"Come on, girl," Lillian murmured, pressing her heels gently against the horse's sides. "It is only water. You have done this a hundred times."
Minerva disagreed. She planted her hooves firmly on the bank and refused to move.
Lillian tried again, her voice soothing, her hands gentle but insistent on the reins. The mare's only response was to toss her head in equine indignation.
"She does not care for streams," Daniel observed, a note of what might have been amusement in his voice. "I should have remembered. She was nearly swept away as a foal, and she has been suspicious of running water ever since."
"You might have mentioned that before suggesting this route."
"An oversight. My apologies."
He did not look particularly apologetic. He looked, in fact, as though he were suppressing a smile as he guided his horse back across the stream toward her.
"What are you doing?" Lillian asked.
"Providing assistance."
He brought his gelding alongside Minerva, close enough that his knee nearly brushed against Lillian's leg. Then he reached out and took hold of the mare's bridle, his fingers closing around the leather with quiet authority.
"Steady," he murmured, and Lillian was not certain whether he was speaking to the horse or to her. "We shall cross together. She will be braver with company."
His hand was inches from her knee. If she shifted even slightly in the saddle, she would be touching him.
She did not shift.
"Ready?" Daniel asked.
Lillian nodded, not trusting her voice.
They moved together into the stream; Daniel guiding both horses with a calm competence that spoke of years of practice. Minerva tensed as the water rose around her legs, but Daniel's hand remained steady on her bridle, his voice a low, soothing murmur that seemed to settle the mare's nerves.
The crossing took perhaps a minute but it felt like a lifetime.
Lillian was acutely aware of everything: the rush of water around them, the cool spray against her riding habit, the solid warmth of Daniel's presence at her side. She was aware of his hand on her horse's bridle. And how his voice was low and calm. The way his thigh pressed briefly against hers as the horses navigated a particularly narrow section of the ford.
And then they were across, emerging onto the far bank in a scatter of droplets and displaced stones.
Daniel released Minerva's bridle and drew his horse back to a proper distance. His expression was composed, unreadable, but Lillian noticed that his hands were not quite steady on the reins.
"Well done," he said, and his voice was slightly rougher than before. "Both of you."
"Thank you for the assistance."
"It was my pleasure."
The words were formal, polite, entirely appropriate. But something in the way he said them, some undercurrent of meaning that Lillian could not quite identify, made her heart beat faster.

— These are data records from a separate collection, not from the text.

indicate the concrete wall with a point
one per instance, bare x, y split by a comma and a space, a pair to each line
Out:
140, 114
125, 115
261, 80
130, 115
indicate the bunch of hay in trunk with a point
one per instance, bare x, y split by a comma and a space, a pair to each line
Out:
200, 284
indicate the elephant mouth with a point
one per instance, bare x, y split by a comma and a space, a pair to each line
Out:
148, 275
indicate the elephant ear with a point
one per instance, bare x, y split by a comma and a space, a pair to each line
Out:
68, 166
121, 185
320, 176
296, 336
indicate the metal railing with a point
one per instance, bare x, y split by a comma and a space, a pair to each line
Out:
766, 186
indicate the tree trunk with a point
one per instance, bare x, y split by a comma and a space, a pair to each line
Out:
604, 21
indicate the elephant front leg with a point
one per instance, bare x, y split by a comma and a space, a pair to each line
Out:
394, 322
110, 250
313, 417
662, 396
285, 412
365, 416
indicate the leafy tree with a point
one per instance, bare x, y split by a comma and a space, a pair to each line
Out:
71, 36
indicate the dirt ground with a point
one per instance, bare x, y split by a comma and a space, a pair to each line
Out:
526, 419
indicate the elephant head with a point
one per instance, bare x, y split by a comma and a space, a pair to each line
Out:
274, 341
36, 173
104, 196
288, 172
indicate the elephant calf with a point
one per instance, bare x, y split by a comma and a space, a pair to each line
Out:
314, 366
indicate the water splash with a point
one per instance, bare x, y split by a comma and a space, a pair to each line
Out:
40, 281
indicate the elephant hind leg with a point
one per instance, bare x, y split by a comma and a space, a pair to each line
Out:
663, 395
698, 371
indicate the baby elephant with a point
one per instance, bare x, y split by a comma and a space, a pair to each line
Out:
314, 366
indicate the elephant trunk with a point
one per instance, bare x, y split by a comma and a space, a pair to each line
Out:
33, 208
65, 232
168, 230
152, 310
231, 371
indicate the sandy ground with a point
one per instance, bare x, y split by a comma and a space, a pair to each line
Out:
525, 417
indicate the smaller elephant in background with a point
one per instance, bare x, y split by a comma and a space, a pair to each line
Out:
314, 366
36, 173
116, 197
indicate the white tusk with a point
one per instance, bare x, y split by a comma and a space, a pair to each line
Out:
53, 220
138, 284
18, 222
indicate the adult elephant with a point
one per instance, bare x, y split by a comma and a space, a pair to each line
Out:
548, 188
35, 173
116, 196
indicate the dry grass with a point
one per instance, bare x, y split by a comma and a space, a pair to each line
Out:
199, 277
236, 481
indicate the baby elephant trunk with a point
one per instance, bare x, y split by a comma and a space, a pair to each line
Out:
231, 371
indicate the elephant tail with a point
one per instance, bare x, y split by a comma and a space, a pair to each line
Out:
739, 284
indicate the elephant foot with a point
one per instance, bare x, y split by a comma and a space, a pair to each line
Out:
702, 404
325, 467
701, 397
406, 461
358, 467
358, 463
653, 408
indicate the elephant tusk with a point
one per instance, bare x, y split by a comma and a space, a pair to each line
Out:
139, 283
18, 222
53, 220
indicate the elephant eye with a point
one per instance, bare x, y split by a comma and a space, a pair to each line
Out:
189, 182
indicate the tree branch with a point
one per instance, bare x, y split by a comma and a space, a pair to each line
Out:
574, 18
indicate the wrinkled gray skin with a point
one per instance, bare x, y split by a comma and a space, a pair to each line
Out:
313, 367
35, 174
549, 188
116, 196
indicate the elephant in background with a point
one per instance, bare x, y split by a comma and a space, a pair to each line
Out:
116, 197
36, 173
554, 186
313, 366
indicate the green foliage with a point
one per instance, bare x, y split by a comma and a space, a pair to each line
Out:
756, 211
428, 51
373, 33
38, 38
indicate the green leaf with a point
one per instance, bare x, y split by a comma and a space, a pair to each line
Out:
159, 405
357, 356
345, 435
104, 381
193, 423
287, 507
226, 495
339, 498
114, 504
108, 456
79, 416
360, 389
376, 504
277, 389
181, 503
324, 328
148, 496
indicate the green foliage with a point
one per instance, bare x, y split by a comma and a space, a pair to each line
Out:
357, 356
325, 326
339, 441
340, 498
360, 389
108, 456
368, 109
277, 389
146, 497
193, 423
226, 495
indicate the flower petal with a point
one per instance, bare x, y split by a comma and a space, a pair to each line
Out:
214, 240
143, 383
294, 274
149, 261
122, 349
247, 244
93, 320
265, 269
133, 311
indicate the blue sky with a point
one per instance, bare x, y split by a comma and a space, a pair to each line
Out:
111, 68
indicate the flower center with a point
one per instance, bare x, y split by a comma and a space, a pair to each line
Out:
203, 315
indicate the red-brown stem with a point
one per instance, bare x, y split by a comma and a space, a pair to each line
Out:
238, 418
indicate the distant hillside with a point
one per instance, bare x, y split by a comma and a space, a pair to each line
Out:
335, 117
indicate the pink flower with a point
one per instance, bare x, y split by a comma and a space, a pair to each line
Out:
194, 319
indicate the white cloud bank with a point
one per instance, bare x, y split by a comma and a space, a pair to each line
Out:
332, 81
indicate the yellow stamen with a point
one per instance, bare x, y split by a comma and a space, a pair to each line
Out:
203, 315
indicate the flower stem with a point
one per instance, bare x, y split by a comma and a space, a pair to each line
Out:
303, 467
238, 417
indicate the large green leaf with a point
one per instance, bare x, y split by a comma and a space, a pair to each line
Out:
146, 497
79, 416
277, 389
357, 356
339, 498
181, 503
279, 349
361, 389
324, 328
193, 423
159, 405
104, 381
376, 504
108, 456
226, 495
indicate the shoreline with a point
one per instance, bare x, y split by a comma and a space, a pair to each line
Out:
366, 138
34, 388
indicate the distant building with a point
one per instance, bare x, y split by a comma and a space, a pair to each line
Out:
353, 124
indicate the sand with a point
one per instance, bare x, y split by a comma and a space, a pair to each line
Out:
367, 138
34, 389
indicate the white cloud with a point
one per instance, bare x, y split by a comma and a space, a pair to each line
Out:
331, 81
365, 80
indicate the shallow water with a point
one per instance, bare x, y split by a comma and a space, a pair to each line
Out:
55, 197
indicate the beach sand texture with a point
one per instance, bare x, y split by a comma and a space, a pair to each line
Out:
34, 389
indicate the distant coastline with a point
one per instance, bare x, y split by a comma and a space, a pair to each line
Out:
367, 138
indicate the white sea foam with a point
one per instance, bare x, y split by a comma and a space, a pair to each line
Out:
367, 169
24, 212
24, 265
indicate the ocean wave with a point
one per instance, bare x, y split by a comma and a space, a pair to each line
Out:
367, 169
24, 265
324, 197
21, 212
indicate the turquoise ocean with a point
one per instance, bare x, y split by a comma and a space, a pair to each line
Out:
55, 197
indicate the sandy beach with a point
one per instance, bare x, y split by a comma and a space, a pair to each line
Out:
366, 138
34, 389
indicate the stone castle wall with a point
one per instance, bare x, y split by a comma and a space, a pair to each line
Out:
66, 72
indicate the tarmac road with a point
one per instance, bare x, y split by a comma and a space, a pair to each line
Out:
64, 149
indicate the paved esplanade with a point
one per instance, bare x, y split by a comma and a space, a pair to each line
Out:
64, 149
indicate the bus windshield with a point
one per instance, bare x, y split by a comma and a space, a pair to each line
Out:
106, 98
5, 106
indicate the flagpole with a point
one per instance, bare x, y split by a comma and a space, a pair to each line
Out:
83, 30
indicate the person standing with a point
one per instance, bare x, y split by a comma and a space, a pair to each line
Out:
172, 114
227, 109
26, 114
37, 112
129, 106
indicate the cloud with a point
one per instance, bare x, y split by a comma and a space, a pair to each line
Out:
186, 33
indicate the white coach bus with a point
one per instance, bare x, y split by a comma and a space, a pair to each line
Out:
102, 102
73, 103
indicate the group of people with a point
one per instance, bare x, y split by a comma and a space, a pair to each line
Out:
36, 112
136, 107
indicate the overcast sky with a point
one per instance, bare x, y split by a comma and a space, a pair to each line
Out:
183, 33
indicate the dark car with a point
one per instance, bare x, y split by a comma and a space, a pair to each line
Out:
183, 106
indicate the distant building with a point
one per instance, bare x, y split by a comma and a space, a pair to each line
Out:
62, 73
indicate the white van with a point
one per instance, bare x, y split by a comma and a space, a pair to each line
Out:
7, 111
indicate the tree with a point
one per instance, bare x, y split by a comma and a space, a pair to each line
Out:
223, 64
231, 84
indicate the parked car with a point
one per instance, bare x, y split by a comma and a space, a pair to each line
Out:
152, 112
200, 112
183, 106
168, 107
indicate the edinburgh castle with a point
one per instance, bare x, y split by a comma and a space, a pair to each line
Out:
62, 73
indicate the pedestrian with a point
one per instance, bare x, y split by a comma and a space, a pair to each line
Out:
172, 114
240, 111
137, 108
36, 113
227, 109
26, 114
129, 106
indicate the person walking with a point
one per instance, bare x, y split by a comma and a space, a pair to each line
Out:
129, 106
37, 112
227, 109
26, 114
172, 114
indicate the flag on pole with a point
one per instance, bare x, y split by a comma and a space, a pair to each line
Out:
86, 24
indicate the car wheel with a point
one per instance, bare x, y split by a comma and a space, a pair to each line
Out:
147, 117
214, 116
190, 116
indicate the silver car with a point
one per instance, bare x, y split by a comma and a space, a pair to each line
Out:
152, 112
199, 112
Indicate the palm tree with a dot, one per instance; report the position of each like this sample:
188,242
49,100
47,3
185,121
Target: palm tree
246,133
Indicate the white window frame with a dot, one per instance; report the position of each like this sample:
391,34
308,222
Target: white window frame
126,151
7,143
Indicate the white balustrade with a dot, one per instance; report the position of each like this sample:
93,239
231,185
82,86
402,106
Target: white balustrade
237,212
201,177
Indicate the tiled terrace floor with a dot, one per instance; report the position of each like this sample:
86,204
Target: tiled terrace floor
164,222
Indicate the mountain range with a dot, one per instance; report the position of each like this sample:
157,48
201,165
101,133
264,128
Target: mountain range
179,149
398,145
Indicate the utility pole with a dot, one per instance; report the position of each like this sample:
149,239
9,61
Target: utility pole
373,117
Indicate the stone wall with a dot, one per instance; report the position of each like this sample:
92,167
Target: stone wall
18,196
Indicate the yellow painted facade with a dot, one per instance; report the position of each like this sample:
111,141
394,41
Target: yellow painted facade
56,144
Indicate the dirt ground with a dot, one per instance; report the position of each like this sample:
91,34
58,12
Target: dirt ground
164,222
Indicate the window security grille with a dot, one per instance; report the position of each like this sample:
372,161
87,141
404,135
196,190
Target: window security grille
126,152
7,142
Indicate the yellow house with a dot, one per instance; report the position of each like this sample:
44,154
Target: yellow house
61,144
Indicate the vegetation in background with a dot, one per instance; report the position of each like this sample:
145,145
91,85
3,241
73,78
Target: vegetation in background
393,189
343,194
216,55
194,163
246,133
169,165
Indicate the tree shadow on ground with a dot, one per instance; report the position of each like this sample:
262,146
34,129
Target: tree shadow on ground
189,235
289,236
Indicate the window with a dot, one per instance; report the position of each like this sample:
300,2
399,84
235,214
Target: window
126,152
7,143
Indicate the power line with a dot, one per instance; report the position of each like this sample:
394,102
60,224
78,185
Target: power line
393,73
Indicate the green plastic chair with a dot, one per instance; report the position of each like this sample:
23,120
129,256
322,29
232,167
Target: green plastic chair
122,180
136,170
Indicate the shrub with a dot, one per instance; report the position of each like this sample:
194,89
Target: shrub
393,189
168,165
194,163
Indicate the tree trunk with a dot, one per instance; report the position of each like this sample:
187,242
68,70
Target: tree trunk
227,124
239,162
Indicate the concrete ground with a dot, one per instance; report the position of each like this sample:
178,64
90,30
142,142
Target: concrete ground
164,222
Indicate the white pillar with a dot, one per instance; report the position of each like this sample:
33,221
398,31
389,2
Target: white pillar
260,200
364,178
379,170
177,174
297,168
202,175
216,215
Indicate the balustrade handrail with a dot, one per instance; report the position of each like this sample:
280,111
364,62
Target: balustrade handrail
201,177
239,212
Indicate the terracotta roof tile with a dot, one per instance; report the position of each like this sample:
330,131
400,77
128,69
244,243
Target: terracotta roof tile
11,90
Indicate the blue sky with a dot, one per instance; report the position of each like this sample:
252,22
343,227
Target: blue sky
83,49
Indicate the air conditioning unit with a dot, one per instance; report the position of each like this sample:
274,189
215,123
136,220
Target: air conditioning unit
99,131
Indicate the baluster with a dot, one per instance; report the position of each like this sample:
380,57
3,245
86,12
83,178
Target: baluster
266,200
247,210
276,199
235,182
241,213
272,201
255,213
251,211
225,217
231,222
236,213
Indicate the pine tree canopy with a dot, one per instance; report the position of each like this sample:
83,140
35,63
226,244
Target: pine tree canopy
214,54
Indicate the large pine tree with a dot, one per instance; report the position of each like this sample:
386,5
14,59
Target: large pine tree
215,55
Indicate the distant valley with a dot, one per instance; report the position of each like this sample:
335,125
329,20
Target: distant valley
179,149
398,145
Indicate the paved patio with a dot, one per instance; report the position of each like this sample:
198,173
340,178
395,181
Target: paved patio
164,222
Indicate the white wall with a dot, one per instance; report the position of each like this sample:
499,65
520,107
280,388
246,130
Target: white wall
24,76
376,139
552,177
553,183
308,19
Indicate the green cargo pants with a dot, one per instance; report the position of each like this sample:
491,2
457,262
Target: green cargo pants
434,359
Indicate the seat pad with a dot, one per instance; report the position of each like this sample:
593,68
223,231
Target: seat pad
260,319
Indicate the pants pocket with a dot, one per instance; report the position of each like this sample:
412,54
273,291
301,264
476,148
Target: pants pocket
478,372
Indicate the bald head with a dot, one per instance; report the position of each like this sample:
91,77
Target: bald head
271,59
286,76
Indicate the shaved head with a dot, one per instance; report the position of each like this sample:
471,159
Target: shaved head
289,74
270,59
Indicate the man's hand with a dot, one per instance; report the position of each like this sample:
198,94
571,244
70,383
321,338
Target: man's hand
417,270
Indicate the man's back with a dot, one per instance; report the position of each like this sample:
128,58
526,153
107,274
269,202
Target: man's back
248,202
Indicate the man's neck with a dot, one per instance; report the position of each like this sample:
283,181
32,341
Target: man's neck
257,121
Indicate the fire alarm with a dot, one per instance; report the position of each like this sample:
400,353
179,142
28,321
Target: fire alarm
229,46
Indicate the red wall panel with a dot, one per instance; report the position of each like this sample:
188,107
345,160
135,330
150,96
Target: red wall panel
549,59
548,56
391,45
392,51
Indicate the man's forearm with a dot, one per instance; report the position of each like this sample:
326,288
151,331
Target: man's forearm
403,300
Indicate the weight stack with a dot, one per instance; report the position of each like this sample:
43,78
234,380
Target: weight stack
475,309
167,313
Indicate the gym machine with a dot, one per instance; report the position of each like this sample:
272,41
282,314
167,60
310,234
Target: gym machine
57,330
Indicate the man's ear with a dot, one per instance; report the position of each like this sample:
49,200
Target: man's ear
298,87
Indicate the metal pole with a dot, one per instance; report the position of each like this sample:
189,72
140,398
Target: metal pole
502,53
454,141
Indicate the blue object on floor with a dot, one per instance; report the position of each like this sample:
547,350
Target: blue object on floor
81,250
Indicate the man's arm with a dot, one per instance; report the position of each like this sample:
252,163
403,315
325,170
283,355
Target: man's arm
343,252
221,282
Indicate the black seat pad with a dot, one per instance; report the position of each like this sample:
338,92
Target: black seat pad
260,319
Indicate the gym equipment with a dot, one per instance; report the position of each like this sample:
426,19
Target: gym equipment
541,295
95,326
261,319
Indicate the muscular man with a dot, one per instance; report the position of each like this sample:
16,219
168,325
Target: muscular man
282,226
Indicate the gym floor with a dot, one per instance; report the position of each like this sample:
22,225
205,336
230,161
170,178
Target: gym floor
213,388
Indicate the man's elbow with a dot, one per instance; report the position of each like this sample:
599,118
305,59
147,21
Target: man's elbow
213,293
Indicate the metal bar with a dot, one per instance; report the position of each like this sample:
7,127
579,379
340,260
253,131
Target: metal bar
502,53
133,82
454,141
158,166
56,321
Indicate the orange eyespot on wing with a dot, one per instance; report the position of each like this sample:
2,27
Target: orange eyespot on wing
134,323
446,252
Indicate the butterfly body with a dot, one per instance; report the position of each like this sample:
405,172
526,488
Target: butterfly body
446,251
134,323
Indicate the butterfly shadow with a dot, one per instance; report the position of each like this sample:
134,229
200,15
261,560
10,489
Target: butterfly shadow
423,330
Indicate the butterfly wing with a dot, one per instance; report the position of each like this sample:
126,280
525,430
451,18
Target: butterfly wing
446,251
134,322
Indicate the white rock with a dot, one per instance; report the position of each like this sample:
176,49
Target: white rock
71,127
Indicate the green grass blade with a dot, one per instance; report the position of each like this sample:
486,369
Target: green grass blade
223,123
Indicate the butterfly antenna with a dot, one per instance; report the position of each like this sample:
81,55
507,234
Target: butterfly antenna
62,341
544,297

They continued on in silence, and Lillian did not trust herself to break it.
Chapter Eleven
The folly appeared without warning.
One moment they were riding through dense woodland, the path barely visible beneath a carpet of fallen leaves; the next, the trees fell away and they emerged into a small clearing, at the center of which stood the most beautiful ruin Lillian had ever seen.
It had been a classical structure once; a miniature temple, perhaps, with columns and a domed roof in the style that had been fashionable a century ago. Now it was crumbling, reclaimed by nature, wrapped in ivy so thick that the original stonework was visible only in patches. Half the roof had collapsed, and the columns were cracked and weathered, their carved capitals worn smooth by decades of rain and wind.
But the decay only made it more beautiful. There was something achingly romantic about the scene; the golden light filtering through the broken roof, the carpet of crimson leaves on the mossy floor, the sense of time passing and beauty enduring despite everything.